Add copper fill zones for ground planes and power distribution:
  1. Press Ctrl+Shift+Z to add a filled zone
  2. Select the net (usually GND)
  3. Draw the zone boundary
  4. Press B to fill all zones
Zones with different priorities can now be merged, allowing overlapping copper pours to combine when they share the same net. Negative outset values are supported for insetting zone boundaries, and negative silkscreen clearance values are allowed for designs that intentionally overlap silkscreen and copper.

Track & Via Properties

The Track & Via Properties dialog includes backdrill sizes for controlled-depth drilling. Backdrill removes unused via stubs that can cause signal reflections on high-speed designs.

Manufacturing Export

IPC-2581

IPC-2581 export includes several enhancements:
  • BomRef and AvlRef elements — Approved vendor list references in the output
  • Board profile cutouts — Internal cutouts included in the board profile
  • Multi-outline geometry merging — Complex component outlines merged correctly
  • Pin 1 orientation inferencepinOneOrientation automatically inferred from pin 1 position
  • Stable reference designators — Synthesized stable refdes for components with empty references
  • Schematic revision for BOM — Uses schematic revision metadata in BOM output

Standard Exports

Generate Gerbers, drill files, pick-and-place files, and BOMs.

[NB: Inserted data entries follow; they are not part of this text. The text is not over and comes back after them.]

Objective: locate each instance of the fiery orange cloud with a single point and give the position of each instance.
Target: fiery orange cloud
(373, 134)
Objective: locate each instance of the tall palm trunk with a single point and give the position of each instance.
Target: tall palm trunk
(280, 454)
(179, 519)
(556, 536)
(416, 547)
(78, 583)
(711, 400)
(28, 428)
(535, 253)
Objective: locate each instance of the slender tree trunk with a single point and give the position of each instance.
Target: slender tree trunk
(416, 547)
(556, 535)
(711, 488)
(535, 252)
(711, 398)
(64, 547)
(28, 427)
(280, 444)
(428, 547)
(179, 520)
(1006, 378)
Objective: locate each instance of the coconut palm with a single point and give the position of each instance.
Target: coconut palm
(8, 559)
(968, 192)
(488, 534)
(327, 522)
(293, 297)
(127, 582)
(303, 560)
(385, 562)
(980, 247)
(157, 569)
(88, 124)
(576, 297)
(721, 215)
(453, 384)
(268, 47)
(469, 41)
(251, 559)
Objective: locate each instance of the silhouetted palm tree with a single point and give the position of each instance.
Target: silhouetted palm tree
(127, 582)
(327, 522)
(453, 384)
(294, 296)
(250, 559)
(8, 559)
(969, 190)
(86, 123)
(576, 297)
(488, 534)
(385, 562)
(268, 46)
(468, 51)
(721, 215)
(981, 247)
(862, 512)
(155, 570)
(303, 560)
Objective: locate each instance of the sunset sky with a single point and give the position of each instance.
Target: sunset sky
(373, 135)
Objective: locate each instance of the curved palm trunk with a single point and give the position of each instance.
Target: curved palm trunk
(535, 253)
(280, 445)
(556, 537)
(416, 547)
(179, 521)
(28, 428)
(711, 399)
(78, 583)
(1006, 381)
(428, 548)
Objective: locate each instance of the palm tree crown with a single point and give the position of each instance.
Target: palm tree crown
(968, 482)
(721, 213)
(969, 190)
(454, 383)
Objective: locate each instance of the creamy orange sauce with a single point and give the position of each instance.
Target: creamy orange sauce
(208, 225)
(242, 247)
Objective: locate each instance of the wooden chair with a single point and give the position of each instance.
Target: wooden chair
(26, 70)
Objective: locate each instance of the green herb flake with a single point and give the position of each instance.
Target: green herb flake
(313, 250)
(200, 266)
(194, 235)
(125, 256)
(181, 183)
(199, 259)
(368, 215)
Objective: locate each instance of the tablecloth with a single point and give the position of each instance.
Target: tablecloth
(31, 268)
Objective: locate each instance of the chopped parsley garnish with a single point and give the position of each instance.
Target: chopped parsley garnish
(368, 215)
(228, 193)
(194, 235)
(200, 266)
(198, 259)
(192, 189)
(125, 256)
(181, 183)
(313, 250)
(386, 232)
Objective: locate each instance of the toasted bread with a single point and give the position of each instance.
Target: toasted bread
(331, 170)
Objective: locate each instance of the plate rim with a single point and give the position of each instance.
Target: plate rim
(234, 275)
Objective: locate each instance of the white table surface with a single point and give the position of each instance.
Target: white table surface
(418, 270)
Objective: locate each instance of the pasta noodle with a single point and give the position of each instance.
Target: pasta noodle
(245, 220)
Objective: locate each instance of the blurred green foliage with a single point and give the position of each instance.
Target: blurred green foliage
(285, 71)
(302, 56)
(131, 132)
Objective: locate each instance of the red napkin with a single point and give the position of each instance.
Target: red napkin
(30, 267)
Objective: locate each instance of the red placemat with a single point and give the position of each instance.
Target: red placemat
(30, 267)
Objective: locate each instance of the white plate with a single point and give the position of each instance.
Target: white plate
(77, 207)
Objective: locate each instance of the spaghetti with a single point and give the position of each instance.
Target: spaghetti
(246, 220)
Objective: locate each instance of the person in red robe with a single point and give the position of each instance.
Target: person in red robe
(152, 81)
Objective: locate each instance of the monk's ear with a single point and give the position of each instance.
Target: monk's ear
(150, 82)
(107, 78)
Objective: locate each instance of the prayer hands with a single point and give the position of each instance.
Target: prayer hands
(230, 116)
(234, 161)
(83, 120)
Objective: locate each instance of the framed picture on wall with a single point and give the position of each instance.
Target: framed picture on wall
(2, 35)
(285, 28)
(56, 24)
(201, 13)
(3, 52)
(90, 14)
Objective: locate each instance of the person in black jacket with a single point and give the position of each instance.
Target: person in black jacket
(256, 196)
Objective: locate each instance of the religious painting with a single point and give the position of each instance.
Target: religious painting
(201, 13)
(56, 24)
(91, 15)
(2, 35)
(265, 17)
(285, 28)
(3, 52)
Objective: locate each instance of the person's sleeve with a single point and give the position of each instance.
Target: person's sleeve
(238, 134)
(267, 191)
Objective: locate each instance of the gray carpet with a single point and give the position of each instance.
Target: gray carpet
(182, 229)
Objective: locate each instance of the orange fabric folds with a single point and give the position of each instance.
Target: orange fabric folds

Package into fab-ready ZIP archives. Export STEP files for mechanical CAD integration. All exports support the --variant flag for design variant filtering.

Case Design Import

Import your enclosure design to use as a reference layer while designing your PCB. This lets you align mounting holes, connectors, and components with your physical case before manufacturing.

Supported Formats

  • DXF — 2D outline from CAD software (Fusion 360, SolidWorks, FreeCAD)
  • STEP/STP — 3D models for full enclosure visualization

Use Cases

  • Align USB ports, buttons, and LEDs with case cutouts
  • Position mounting holes to match enclosure standoffs
  • Verify antenna keep-out zones for Bluetooth/WiFi
  • Check battery compartment clearances
  • Ensure component height fits within enclosure

Importing from Other EDA Tools

Trace can import PCB layouts from Cadence Allegro (including v18+ binary format), Mentor PADS (ASCII format), and Altium Designer. See the Importing from Other EDA Tools guide for details.